At a confirmation hearing in January, Franken posed the following question to Sessions: “If there is any evidence that anyone affiliated with the Trump campaign communicated with the Russian government in the course of this campaign, what will you do?”
“I'm not aware of any of those activities,” Sessions replied. “I have been called a surrogate at a time or two in that campaign, and I didn't have — did not have communications with the Russians.”
Speaking to CNN's Chris Cuomo, Franken recalled the exchange.
“I had simply asked him: What would he do if he had learned that other members of the campaign had met with the Russians, hoping he would say that he would recuse himself,” Franken said. “He chose not to answer that but instead chose to say that he had not met with the Russians.”
Then the punchline: “And, of course, the ambassador from Russia is a Russian,” the senator deadpanned.
Yes.

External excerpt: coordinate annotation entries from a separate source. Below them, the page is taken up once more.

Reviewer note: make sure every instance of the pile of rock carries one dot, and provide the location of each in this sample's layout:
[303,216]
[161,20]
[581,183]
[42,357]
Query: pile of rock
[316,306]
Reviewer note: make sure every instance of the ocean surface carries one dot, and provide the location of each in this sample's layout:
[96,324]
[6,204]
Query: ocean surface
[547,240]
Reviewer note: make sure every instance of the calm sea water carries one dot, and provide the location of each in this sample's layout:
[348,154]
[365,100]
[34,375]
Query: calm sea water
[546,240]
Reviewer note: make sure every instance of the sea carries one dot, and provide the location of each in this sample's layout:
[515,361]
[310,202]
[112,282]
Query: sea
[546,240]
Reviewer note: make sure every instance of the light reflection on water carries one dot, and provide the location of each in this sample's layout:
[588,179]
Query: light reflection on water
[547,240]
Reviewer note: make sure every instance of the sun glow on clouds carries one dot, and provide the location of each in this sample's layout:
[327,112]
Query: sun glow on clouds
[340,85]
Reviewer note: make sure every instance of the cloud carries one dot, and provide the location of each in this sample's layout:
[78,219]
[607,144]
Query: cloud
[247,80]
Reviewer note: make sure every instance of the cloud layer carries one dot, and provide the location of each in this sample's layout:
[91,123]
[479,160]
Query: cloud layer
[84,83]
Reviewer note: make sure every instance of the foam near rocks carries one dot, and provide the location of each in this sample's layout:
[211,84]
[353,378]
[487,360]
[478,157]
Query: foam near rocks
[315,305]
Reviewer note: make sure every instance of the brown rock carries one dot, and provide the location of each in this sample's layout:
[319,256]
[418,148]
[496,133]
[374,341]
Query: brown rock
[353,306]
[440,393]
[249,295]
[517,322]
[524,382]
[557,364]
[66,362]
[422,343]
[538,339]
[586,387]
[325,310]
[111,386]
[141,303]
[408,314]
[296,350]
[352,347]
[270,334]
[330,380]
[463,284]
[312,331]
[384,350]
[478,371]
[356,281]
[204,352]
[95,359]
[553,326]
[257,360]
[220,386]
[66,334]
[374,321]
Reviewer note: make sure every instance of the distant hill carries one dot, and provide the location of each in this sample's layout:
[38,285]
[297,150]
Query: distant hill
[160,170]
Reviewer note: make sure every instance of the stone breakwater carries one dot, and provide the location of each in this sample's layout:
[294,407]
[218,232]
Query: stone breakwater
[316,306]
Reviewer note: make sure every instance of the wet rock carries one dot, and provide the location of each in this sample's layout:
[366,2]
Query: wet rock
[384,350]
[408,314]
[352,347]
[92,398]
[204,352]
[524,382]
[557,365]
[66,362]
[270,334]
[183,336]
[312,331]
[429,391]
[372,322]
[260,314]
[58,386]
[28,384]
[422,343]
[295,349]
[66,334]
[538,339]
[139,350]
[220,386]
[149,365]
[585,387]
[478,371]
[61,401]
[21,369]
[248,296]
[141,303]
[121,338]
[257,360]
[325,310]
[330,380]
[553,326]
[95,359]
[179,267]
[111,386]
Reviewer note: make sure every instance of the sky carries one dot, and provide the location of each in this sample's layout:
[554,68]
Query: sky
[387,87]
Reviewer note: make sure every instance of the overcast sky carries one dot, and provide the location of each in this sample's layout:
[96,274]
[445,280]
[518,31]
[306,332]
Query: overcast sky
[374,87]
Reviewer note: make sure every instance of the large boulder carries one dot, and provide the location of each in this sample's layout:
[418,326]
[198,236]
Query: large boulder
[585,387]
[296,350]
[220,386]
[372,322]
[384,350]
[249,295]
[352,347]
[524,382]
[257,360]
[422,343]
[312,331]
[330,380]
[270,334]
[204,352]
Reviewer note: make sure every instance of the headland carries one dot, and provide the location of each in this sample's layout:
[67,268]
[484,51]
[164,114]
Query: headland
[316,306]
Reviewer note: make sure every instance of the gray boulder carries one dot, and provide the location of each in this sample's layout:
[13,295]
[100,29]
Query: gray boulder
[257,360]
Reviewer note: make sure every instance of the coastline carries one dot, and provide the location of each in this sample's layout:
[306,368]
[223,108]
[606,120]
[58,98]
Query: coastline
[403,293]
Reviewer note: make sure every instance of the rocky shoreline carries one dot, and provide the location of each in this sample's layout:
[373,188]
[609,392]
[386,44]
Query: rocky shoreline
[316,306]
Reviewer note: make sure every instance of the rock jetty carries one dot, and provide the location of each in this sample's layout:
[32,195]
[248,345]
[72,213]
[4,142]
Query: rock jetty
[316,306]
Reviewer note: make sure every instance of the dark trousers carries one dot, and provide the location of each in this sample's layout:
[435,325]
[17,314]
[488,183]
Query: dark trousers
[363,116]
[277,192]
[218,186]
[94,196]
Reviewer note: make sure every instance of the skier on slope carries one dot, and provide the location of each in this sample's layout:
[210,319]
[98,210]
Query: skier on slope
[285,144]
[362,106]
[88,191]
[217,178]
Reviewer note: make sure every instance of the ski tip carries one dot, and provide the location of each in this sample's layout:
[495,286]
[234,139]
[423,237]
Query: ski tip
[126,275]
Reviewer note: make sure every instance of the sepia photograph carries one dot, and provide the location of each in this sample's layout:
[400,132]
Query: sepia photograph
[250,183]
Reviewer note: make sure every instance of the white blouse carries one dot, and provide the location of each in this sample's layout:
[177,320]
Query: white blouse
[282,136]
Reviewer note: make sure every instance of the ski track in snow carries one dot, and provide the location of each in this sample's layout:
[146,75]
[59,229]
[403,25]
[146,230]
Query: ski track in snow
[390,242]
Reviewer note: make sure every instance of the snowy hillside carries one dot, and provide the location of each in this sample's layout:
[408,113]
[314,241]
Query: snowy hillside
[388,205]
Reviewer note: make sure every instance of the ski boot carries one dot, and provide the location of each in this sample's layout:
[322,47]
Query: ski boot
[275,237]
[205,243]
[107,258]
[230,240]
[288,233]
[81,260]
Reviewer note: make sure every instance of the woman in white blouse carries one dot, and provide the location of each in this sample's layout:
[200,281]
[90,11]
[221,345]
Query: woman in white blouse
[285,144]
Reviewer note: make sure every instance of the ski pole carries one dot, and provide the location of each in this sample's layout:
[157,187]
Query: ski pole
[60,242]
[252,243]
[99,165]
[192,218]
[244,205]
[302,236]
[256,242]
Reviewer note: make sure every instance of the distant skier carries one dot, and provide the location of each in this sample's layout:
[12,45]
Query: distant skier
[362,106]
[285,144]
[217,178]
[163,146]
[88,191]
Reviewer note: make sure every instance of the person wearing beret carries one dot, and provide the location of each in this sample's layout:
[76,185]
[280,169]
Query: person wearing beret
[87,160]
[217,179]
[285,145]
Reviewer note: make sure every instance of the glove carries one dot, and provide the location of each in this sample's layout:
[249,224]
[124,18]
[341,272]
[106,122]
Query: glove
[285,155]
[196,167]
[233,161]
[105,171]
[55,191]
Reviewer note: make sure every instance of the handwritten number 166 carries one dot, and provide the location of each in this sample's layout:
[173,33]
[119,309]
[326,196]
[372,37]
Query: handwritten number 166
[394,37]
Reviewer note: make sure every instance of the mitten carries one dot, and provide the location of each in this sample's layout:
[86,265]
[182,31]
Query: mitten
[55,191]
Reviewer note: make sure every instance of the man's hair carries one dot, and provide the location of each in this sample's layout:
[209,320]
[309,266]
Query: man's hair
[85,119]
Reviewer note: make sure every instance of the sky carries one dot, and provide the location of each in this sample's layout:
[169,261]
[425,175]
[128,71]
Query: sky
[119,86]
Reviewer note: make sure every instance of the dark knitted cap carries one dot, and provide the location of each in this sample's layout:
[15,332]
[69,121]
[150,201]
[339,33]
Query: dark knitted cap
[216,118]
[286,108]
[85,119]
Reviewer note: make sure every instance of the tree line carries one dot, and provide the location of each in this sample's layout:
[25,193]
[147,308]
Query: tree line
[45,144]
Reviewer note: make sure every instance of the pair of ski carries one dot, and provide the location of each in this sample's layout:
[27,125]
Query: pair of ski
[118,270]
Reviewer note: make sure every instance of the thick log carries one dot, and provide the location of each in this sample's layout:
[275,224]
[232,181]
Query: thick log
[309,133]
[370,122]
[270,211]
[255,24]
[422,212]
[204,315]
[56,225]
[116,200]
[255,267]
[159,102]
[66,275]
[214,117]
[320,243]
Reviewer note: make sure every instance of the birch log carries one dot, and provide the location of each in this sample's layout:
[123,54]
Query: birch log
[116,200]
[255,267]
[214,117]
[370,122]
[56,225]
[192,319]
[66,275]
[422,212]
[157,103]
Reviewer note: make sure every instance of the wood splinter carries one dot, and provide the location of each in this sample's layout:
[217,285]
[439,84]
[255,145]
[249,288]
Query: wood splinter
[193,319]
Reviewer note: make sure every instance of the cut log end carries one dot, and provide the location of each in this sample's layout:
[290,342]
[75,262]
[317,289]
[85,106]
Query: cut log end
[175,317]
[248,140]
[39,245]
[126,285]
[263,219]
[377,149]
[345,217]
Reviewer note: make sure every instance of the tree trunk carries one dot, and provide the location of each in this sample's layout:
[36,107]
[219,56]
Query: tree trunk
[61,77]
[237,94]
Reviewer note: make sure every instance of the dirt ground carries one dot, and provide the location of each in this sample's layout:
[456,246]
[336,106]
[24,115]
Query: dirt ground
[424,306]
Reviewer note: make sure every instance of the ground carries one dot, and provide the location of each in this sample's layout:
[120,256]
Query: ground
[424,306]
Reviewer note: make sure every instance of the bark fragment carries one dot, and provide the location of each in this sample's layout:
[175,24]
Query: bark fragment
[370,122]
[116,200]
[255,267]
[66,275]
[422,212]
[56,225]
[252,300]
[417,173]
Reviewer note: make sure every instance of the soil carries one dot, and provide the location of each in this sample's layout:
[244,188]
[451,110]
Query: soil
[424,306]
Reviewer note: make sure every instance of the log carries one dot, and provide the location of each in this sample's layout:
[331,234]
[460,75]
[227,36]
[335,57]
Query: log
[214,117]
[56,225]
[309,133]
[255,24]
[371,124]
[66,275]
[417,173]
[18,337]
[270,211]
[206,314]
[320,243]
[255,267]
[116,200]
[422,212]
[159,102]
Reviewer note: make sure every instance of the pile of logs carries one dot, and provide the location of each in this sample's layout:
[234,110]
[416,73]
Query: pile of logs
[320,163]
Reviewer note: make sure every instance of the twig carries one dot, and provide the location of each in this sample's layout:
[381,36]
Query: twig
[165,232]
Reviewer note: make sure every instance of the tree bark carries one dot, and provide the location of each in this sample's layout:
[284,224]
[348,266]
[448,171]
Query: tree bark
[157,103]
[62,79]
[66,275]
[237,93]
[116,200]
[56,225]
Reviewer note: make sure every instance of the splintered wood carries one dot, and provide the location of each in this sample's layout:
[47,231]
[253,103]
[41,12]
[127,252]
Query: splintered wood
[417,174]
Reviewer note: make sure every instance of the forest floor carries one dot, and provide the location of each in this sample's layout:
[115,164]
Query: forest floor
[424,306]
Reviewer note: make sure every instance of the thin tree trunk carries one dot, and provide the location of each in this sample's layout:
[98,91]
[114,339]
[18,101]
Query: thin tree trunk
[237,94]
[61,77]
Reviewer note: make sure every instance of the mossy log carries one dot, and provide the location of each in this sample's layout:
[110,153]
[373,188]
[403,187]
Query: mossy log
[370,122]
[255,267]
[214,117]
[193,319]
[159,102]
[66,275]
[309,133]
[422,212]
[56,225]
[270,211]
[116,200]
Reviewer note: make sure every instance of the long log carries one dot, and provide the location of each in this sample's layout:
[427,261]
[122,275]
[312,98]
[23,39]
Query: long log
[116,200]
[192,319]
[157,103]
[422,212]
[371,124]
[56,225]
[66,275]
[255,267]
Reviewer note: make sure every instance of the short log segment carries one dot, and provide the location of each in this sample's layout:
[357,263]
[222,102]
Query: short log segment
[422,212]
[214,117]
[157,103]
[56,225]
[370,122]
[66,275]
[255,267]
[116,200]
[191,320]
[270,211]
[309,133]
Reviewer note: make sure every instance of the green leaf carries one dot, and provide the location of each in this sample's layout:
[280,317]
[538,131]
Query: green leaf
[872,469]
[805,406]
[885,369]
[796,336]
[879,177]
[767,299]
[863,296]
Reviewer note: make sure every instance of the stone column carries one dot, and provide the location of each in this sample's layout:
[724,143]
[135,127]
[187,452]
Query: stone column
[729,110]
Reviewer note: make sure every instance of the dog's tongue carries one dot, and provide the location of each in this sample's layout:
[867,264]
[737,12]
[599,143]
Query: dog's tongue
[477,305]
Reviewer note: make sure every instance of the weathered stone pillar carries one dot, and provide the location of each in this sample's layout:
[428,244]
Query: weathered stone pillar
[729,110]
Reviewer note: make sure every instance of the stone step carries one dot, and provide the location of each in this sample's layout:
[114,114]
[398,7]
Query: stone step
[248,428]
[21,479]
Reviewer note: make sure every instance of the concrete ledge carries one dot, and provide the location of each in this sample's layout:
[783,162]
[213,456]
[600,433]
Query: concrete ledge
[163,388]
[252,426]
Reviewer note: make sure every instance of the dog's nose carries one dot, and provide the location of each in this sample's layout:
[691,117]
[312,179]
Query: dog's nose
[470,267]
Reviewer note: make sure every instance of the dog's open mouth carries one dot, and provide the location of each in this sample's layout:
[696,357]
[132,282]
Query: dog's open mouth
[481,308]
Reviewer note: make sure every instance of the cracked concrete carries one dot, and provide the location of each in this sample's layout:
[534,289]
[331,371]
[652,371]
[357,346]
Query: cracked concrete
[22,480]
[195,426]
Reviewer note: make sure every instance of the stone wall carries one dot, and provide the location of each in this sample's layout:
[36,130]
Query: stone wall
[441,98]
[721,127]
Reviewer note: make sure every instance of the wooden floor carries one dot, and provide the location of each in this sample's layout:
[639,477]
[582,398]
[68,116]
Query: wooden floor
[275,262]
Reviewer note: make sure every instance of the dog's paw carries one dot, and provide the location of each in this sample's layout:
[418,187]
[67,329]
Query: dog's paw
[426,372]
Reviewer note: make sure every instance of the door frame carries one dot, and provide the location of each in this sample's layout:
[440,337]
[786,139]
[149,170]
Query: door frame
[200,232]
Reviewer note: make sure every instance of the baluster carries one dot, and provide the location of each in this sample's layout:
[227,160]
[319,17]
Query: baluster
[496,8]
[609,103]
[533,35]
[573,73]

Yes, he is.
Franken, however, balked when Cuomo asked if he believed Sessions had lied under oath.
“I would say that at the very least this was extremely misleading,” Franken said. “I don't — I would love for him — I'm going to be sending him a letter to have him explain himself. But he made a bald statement that during the campaign he had not met with the Russians. That's not true. Whether he, in his head, thought that he was answering whether he had talked to any Russians about the campaign, then he should have said so. He should have said, 'I met with the Russian ambassador a couple times, but we didn't discuss the campaign.' "
Sessions has said he met with Russian Ambassador Sergey Kislyak in his capacity as a member of the Senate Armed Services Committee, not as a campaign adviser to Donald Trump.